What have I already achieved and proven?
Obviously for $n=1$: The answer is one: Through one point one line is enough and need to touch all points.
For $n=2$, the answer is three.
For $n=3$, it's not five, it's four as known in the popular problem:
Then I decided to check how we got here. I drew the setups for $n=4, 5, 6, 7, 8$ where the value of segments was equivalently $6, 8, 10, 12, 14$ using different strategies to connect the dots. I was stuck there for some hours, but in the end I proved with induction that for $n > 2$ the amount of segments possible is $2(n-1)$
You took the picture above ($^2$) and just continued the diagonal one more, and always added two more lines for one higher n:
Since we arrive in the relative the same position, any $n\times n$ dots grid can be filled with $2n - 2 = 2 (n-1)$ segments, without holding off the pencil. (We originally just draw spirals, which was $2n$, the we started to draw a kind of Z/snake figure which was $2n-1$ for all $n$)
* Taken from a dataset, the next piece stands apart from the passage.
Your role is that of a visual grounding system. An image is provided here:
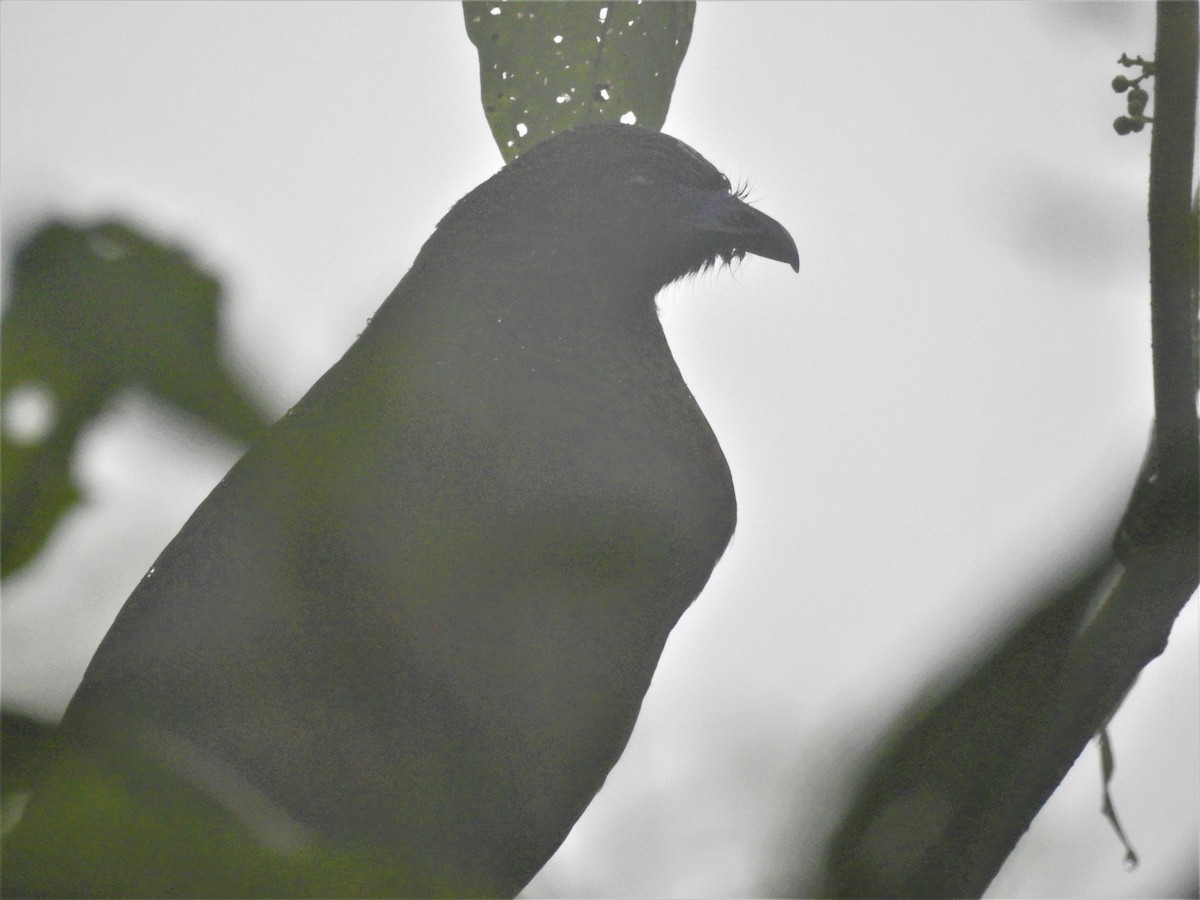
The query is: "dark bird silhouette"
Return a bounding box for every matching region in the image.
[5,125,799,895]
What do I still have to do?
I proved that it's possible, but not that it's the minimum. If it's the minimum, how to prove that the amount of segments needed is actually minimal, and you can't go further? Is the formula below correct (which is simply my hypothesis)? Is the current formula showing the absolute minimum at all right now?
$$ \left\{\begin{array} \\ t_1 = 1 \\ t_2 = 3 \\ \forall n > 2, n \in \mathbb{N}: t_n = 2(n-1) \end{array}\right. $$
Because I have the feeling, that for, e.g. hundred times hundred square, the square will not consist of $2(100-1) = 198$ segments, but perhaps even 195?